The PTAB and the De Kalb Board argue that subsection 10--30(b) defines "assessed valuation" as "the estimated price the property would bring at a fair voluntary sale for use by the buyer for the same purposes for which the property was used when last assessed prior to its platting." However, the PTAB and the De Kalb Board fail to recognize that subsection 10--30(b) describes only one method of assessed valuation. It is not meant to be the only method. Obviously, the Code includes other methods of valuation, such as the methods previously used to assess Paciga's property; the equalized assessed value of cropland soil productivity (see 35 ILCS 200/10--125(a) (West 1996)); and one- sixth of "other farmland's" debased productivity index value as cropland (35 ILCS 200/10--125(c) (West 1996)). There is nothing in subsection 10--30(b) that indicates that the method described therein is the only method of assessing property. Further, the interpretation offered by the PTAB and De Kalb County disregards and abrogates the preclusion of a change of assessment as indicated by the language in subsection 10-- 30(a) and the legislative history. In addition, by interpreting the Code in such a way, the PTAB and De Kalb County defeat the purpose of the statute and render subsection 10--30(a) meaningless and void. Thus, we reject the interpretation of the PTAB and De Kalb County. See McMahan, 183 Ill. 2d at 513-14; McNamee, 181 Ill. 2d at 423.

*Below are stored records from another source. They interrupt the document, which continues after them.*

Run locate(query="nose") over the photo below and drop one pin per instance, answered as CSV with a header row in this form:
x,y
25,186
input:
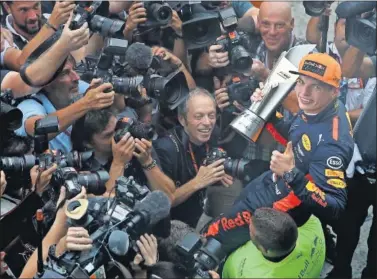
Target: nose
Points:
x,y
32,15
273,30
206,120
74,76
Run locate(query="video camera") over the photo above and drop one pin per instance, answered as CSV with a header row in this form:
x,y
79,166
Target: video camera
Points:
x,y
161,81
235,42
240,91
360,32
199,258
111,240
137,129
159,14
200,27
238,168
95,14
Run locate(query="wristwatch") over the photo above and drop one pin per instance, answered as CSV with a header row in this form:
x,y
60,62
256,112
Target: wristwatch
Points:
x,y
289,176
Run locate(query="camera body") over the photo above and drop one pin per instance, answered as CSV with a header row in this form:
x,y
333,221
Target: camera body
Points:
x,y
136,128
235,43
240,91
95,14
129,192
238,168
94,182
199,258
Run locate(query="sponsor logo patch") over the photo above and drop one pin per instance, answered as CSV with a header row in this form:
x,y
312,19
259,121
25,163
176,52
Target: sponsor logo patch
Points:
x,y
334,173
334,162
311,187
337,183
306,142
314,67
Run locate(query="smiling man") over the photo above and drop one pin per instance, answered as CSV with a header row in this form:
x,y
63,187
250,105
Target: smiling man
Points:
x,y
182,152
309,177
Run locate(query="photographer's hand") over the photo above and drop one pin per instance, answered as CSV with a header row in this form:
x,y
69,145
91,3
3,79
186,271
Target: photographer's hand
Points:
x,y
44,178
148,248
96,98
3,183
257,96
61,218
214,274
6,35
218,59
61,13
123,150
176,23
227,180
221,94
210,174
77,239
144,154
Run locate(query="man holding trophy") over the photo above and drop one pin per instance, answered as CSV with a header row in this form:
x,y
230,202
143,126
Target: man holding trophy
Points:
x,y
309,177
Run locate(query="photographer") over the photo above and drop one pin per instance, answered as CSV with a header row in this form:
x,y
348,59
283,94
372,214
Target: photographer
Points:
x,y
41,70
56,233
137,15
58,98
357,68
129,157
182,152
354,62
278,249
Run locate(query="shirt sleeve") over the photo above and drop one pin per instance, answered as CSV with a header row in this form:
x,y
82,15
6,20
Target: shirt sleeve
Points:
x,y
29,108
241,7
325,193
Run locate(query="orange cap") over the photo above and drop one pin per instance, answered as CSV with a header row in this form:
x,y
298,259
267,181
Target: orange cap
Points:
x,y
320,66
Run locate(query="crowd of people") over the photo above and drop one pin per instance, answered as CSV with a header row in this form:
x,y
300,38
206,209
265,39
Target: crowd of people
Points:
x,y
147,126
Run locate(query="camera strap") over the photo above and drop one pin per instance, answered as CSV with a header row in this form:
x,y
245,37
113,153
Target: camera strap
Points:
x,y
193,159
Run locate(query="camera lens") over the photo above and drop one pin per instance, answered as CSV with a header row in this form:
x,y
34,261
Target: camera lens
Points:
x,y
240,59
94,182
17,163
162,13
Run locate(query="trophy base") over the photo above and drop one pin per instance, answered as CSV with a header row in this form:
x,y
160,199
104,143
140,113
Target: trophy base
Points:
x,y
249,125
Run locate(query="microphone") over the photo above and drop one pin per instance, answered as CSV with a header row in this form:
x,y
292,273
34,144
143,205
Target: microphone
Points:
x,y
154,207
139,56
119,242
352,8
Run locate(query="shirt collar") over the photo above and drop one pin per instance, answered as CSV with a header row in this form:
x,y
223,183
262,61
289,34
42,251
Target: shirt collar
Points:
x,y
9,24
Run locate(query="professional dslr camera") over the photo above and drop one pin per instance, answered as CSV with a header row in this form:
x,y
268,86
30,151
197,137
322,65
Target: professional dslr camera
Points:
x,y
73,159
199,258
159,14
235,42
94,182
95,14
136,128
112,239
240,91
238,168
360,32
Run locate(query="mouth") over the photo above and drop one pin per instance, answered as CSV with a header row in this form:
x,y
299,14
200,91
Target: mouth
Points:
x,y
305,101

Next, the PTAB and the De Kalb Board argue that the PTAB's determination that the wooded tract was not in agricultural use was not against the manifest weight of the evidence. This argument is mooted by our determination that the PTAB misapplied section 10--30 and failed to understand that nothing triggered the reassessment of Paciga's property under subsection 10--30(b). Thus, according to subsection 10--30(a), the assessed valuation was not to be increased.

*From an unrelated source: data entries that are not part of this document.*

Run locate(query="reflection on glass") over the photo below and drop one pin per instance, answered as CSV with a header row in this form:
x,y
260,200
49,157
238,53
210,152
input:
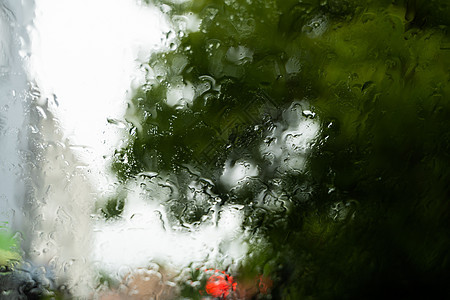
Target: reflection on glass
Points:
x,y
237,149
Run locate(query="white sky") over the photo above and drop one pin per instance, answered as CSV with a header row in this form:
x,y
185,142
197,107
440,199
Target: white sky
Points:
x,y
87,53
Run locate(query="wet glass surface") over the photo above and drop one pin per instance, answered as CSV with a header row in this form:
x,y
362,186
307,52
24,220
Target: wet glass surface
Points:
x,y
234,149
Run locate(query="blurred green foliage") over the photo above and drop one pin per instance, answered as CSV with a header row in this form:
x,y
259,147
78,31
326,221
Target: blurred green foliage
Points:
x,y
375,223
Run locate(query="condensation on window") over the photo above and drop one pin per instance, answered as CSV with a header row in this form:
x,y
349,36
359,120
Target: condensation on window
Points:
x,y
239,149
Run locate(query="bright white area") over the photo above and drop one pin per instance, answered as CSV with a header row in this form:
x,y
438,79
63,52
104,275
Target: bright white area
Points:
x,y
86,59
236,174
144,234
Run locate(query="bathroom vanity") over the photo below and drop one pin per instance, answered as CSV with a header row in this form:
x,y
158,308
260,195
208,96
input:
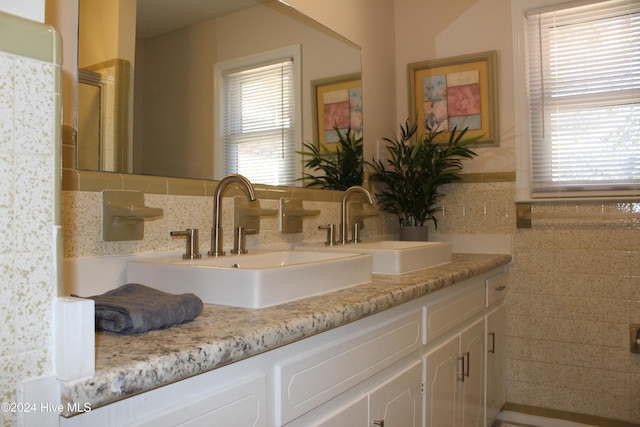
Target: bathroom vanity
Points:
x,y
406,350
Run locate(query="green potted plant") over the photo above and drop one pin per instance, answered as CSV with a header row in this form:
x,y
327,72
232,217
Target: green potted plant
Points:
x,y
413,173
340,169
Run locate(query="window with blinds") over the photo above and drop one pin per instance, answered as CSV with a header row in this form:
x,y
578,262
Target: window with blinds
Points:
x,y
584,98
259,115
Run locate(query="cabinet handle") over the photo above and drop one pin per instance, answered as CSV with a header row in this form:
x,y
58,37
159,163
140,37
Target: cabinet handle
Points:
x,y
468,356
493,342
461,360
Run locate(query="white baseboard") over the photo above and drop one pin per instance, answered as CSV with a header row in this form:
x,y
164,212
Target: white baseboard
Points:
x,y
535,420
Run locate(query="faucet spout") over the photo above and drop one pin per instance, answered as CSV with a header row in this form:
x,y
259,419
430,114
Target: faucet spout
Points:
x,y
345,197
216,229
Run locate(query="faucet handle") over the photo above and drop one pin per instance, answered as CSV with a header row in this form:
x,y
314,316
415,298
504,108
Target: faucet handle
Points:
x,y
357,228
331,231
240,240
192,250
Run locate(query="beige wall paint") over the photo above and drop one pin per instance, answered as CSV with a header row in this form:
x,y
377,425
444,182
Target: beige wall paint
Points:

The PTAB and the De Kalb Board argue that the PTAB correctly found that the wooded area of Paciga's property had been incorrectly assessed as farmland in the past and, thus, subsection 10--30(a) does not bar an increased assessed valuation here. We disagree. The record indicates that the PTAB found only that the wooded area "was not utilized for an agricultural purpose in 1997." (Emphasis added.) It then decided that, unlike the 3.15 acre cropland area, it was not exempt from subsection 10--30(b). The PTAB did not find that the wooded area had been incorrectly assessed as farmland prior to platting. In fact, in applying subsection 10--30(b), the PTAB held that the De Kalb Board correctly based the new assessment of the wooded area on the market value of 1996 farmland sales. Thus, this argument fails.

For these reasons, the judgment of the circuit court of De Kalb County is affirmed.


HUTCHINSON, P.J., and GROMETER, J., concur.